Sir Trevor Brooking has vowed to continue with his coaching blueprint even though he cannot get the professional game to fall in line with his ideas for improving young players.
As the Football Association's director of technical development, Brooking has been charged with the task of increasing standards in youth football, thus improving the chances of the England senior team. Brooking has identified a dearth in skills between the key development ages of five to 16, where the involvement of qualified coaches is at its lowest point.
But so far, despite some excellent work through sponsors Tesco, he has been unable to get a unified strategy, with clubs pocketing £180,000 a year from central funds with no obvious assessment of the work currently being done. Brooking accepts the situation is far from ideal. However, after a three-year vacuum, the former England midfielder is now focused on making his ideas work, even if his efforts must, for now, be solely concentrated at grassroots level.

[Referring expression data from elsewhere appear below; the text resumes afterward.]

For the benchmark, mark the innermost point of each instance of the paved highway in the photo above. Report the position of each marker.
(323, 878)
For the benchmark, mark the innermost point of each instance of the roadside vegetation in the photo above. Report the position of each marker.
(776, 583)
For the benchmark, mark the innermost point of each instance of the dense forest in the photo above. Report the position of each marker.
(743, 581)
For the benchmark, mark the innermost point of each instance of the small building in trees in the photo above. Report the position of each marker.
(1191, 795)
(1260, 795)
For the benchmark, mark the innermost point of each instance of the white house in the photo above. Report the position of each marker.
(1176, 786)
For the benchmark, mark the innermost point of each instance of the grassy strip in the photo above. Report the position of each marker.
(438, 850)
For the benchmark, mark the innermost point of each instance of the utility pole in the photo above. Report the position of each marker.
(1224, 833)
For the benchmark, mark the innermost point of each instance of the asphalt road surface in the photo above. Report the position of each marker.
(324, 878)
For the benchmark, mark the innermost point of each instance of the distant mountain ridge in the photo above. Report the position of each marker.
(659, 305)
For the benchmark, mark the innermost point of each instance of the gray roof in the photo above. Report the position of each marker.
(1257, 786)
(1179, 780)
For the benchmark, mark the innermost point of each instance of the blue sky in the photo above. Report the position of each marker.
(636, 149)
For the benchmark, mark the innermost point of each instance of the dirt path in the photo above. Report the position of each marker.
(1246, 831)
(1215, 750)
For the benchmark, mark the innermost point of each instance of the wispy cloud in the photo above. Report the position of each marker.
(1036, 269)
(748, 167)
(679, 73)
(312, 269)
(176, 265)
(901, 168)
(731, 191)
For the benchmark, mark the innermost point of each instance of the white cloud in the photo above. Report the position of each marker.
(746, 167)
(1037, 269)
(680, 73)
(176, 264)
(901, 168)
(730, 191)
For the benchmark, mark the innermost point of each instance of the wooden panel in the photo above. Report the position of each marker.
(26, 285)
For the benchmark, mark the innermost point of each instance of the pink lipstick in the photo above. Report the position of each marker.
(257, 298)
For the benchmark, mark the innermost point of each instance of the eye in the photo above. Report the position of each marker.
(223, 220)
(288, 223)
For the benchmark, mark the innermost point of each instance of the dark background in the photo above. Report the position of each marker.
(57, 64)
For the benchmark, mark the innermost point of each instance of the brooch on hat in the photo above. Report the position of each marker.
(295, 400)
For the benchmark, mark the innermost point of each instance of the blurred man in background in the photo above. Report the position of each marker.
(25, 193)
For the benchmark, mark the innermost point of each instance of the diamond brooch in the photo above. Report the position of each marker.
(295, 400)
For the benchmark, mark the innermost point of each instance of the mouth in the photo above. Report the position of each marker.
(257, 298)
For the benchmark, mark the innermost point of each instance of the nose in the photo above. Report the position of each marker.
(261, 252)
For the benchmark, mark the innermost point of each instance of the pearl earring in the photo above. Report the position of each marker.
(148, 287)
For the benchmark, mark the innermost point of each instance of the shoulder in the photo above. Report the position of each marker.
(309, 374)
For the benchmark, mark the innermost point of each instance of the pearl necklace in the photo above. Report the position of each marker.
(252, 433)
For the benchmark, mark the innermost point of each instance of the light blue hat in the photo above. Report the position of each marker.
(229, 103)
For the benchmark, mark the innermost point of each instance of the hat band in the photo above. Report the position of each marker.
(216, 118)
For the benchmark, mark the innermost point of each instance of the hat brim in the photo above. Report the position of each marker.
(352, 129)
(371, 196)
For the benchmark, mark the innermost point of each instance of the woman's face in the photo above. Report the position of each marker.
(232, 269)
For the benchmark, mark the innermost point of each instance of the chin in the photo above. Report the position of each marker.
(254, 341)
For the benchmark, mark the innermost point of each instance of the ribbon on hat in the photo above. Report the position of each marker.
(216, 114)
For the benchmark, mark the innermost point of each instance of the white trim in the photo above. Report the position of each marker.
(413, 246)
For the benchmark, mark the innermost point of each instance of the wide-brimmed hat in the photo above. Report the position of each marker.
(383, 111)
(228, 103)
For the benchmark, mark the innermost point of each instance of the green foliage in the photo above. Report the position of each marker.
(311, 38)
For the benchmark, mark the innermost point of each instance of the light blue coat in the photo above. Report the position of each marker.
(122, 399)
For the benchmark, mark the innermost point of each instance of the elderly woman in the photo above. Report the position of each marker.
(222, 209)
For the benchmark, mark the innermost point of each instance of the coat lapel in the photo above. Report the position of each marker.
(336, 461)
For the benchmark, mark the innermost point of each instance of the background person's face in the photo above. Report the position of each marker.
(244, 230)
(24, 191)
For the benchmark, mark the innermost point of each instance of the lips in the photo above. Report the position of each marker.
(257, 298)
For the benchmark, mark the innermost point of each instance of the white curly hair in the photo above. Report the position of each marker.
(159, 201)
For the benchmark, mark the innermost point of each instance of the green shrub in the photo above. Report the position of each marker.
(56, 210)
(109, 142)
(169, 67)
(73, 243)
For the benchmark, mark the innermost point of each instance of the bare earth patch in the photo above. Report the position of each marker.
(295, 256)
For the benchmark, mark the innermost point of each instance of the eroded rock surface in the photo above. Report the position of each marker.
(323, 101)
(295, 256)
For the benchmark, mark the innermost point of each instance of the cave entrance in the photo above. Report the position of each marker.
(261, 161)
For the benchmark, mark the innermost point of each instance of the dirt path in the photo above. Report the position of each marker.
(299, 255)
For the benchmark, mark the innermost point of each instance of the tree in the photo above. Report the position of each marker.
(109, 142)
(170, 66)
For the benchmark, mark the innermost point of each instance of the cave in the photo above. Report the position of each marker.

"We needed investment on the coaching side and felt we knew what we were doing in the grassroots. If we waited for an agreement from the professional side, this document would never have surfaced, so we have just pushed on," Brooking said. "In the end you hope the various constituent parts will buy into the document and then the professional game come round to it."
The source of Brooking's frustration is obvious. It is widely accepted that some kind of strategy is required if English youngsters are not to slide even further behind their compatriots across Europe.
Funding is in place, too, around £20m of it annually to be exact. Not surprisingly, Brooking wants some control over how it is spent, putting in place a quality threshold and revised targets.